El Gobierno nacional quedó en el centro de la polémica luego de que se conociera que otorgó aumentos salariales de hasta el 123% a ministros y altos funcionarios, en paralelo a las restricciones impuestas en las negociaciones paritarias de los trabajadores.
Según los datos difundidos, el incremento fue aplicado de manera escalonada y con carácter retroactivo a enero de 2026. En el caso del jefe de Gabinete, Manuel Adorni, su salario pasó de aproximadamente $3,5 millones en diciembre a más de $7 millones en enero, con proyección a superar los $8 millones en mayo.
El argumento oficial
Desde la Casa Rosada justificaron la medida en el decreto 931/2025, que establece la actualización de los salarios de funcionarios en base a la sumatoria acumulativa de los aumentos otorgados a empleados estatales en los últimos períodos.
De esta forma, los incrementos no se aplicaron como una suba única, sino como una acumulación de ajustes previos, lo que derivó en un fuerte salto en los ingresos de ministros, secretarios y subsecretarios.
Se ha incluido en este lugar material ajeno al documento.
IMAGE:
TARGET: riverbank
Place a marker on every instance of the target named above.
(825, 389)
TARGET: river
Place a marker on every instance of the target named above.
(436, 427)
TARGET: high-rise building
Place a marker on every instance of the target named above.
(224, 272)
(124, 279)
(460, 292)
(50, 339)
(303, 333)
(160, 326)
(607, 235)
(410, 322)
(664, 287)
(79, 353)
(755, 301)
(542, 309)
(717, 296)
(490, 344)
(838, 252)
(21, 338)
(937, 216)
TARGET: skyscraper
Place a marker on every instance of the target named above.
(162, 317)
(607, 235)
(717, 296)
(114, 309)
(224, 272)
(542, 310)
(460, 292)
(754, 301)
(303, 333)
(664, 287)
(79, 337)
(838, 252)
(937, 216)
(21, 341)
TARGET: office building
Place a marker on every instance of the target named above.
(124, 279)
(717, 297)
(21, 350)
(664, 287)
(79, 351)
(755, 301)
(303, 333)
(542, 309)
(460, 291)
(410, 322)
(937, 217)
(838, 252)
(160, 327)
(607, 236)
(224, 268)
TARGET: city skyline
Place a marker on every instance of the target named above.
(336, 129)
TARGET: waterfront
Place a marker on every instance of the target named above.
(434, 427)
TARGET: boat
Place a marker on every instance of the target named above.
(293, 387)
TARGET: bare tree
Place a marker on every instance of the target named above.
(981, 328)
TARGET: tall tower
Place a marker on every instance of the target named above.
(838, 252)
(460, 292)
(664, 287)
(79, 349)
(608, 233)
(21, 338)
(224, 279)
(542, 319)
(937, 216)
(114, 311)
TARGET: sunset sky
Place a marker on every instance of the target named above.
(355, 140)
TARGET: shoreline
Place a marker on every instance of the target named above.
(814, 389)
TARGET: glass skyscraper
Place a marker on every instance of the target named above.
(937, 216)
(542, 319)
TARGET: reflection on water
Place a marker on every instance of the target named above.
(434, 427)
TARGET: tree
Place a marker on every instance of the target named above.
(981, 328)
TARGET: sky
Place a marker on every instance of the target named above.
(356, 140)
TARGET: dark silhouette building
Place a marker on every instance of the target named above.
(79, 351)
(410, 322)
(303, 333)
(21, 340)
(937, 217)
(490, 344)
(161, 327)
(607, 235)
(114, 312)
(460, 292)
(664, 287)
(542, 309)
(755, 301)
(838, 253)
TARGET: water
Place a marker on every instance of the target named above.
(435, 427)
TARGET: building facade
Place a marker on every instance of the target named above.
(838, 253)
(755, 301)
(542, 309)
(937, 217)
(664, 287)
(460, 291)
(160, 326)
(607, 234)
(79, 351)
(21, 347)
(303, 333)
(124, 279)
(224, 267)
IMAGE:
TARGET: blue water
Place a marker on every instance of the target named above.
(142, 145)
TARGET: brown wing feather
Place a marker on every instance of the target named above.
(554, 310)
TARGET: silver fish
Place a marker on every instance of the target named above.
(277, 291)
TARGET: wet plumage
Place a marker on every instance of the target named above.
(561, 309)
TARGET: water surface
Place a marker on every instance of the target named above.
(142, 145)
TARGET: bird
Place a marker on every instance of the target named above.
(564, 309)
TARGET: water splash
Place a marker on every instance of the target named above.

Diferencias con las paritarias
El dato generó cuestionamientos porque, en paralelo, la Secretaría de Trabajo mantiene una postura restrictiva en la homologación de acuerdos salariales que superen determinados límites, lo que impacta en la capacidad de recuperación del poder adquisitivo de los trabajadores.
Actualmente, según estimaciones gremiales, el salario promedio de los empleados estatales ronda los $1,2 millones, con pisos cercanos a los $600.000, muy por debajo de los ingresos de los funcionarios.
Escala de salarios
Además de los ministros, los secretarios y subsecretarios también registraron aumentos significativos:
- Secretarios: superarán los $7,3 millones en mayo
- Subsecretarios: alcanzarán más de $6,6 millones
Estas subas se dan en un contexto económico donde el Gobierno sostiene un programa basado en el ajuste del gasto público, control de la emisión y estabilidad cambiaria.
La decisión abrió un nuevo foco de debate sobre la política salarial oficial y la diferencia entre los ingresos del sector público jerárquico y el resto de los trabajadores.